08 January 2005 – ireland.com
An Irish developer is to become Marks & Spencer’s landlord in London following a €200 million property deal.
The Irish Times confirmed yesterday that developer, Mr David Arnold, has bought the British chain store’s London headquarters in the Paddington area of the city for an estimated £140 million (€200.5 million).
A partnership of Australian developers, Multiplex and British property investors, Mr Simon and Mr David Reuben, sold the building to Mr Arnold. All the parties involved are bound by a confidentiality agreement.
It was not known last night if Mr Arnold was acting with other parties. Sources said the purchase would have been made purely as an investment.
Mr Arnold is an active investor in the UK, but his business is mainly focused on the Republic’s commercial property market and on Dublin in particular.

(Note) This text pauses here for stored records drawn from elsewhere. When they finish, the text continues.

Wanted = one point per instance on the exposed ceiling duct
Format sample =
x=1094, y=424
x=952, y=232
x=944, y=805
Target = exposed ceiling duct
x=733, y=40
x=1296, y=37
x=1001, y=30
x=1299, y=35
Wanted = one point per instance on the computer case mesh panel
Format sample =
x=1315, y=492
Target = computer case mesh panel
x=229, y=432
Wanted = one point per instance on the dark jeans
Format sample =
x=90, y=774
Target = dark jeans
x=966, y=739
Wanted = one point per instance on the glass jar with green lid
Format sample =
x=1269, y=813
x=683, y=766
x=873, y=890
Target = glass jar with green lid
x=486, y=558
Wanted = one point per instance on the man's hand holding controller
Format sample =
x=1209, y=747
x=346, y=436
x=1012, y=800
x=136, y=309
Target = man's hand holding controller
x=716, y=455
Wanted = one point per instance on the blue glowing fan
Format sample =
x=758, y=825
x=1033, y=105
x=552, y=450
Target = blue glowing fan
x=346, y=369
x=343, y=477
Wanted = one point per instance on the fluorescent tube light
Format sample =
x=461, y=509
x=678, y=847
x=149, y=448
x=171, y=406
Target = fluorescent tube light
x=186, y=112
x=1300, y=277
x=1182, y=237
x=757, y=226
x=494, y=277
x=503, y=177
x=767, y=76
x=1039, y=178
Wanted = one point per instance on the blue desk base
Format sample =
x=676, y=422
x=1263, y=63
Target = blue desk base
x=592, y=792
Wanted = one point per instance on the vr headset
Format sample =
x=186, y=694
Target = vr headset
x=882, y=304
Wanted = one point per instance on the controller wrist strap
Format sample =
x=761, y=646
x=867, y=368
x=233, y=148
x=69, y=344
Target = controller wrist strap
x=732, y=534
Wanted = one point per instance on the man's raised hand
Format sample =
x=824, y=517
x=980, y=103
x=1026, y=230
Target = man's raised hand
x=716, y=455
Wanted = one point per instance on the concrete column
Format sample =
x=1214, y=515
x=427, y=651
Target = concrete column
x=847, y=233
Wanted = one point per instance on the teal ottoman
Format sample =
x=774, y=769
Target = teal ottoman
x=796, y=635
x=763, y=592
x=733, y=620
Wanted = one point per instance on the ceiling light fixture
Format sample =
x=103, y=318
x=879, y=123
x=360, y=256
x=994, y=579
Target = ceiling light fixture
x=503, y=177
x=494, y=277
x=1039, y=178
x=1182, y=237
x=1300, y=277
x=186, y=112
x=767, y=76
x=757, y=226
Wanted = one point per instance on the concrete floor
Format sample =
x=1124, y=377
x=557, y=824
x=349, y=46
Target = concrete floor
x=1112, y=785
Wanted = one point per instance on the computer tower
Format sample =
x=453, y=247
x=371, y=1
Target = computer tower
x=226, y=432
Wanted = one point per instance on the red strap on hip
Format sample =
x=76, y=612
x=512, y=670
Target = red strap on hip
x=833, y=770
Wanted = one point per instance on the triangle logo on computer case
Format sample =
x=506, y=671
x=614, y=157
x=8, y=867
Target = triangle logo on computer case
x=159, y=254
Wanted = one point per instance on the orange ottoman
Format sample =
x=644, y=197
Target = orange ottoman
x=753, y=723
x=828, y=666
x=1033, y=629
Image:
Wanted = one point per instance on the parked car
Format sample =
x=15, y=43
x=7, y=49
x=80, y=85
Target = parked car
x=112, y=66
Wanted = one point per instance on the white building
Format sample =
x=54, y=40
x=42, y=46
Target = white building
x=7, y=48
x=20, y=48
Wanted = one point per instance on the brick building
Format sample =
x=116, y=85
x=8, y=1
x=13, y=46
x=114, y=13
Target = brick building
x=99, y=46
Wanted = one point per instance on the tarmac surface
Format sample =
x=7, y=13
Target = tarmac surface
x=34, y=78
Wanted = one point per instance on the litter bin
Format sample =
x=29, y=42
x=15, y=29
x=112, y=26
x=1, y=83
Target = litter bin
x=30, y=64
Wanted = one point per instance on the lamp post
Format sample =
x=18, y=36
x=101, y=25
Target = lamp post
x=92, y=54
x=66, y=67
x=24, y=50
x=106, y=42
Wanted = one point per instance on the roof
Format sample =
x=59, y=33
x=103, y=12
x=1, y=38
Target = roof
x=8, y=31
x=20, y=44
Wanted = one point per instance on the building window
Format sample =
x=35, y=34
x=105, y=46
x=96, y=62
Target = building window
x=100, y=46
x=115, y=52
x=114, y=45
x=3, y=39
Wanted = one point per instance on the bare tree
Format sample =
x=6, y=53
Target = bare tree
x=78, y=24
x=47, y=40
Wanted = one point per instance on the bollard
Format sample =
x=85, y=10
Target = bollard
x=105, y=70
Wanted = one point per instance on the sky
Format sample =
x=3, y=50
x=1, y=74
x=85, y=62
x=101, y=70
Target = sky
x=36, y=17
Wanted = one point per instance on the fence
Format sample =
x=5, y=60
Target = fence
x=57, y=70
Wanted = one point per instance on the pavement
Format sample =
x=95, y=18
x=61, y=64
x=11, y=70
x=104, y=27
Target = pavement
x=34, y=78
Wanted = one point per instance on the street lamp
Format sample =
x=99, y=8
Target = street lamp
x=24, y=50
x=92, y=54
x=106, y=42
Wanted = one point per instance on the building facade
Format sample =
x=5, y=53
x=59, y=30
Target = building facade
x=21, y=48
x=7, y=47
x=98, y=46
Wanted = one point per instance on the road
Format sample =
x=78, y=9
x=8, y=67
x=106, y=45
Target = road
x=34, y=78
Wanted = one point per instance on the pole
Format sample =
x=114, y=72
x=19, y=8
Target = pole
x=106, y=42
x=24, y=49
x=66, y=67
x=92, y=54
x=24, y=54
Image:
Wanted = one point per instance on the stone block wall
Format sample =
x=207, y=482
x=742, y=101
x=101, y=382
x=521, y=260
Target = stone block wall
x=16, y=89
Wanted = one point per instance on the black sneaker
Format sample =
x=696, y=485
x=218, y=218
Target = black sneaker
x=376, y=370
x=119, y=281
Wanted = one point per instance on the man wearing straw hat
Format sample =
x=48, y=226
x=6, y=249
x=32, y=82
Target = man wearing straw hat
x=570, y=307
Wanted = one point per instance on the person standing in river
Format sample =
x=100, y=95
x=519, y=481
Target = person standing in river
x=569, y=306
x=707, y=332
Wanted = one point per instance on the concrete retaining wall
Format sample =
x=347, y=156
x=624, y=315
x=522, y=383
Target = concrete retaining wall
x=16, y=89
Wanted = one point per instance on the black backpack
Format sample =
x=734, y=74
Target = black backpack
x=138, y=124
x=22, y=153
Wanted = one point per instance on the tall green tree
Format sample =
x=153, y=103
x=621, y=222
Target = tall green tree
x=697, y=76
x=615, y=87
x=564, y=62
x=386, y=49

He owns a number of office buildings in the centre of the city. He was also involved in an apartment complex near Tara Street railway station. He is an investor in the Central Park commercial development in Leopardstown in south Dublin, along with the Mr Richard Barrett and Mr Johnny Ronan-controlled Treasury Holdings.
Central Park’s other backer is Quinlan Private, the firm owned by Mr Derek Quinlan, who has done a number of high-profile deals in Britain and Europe over the last year, namely the Savoy hotel group in London. Mr Quinlan is known to have expressed an interest in buying Chelsfield, the property group that ended up in the hands of Multiplex and the Reuben brothers after a drawn-out bidding process last autumn.
Multiplex, which already controlled 7 per cent of the group, and the Reubens, who had 34 per cent of the company, joined forces and bought out the other shareholders in a deal valuing the company at almost €3 billion.
Mr Quinlan became interested in Chelsfield after bidding for Wentworth, a high-profile golf club in Surrey. Chelsfield and a British businessman, Mr Richard Caring, now own the club.
Multiplex and the Reubens have begun selling properties since joining forces in Chelsfield late last year. The sale of the Marks & Spencer building in London is one of a number of disposals they have made.
Record investment in commercial property in the British capital has helped ensure they are getting prices above their properties’ book value.
The Australian builder and the brothers are now planning a €2.5 billion marina development on Gibraltar. Architect Mr Norman Foster designed the facility, which includes two hotels, a cruise liner terminal and 500 berths.
They are currently negotiating with the Gibraltar government, which favours the development, through a jointly held vehicle MCB Gibraltar. The project was part of the Chelsfield deal.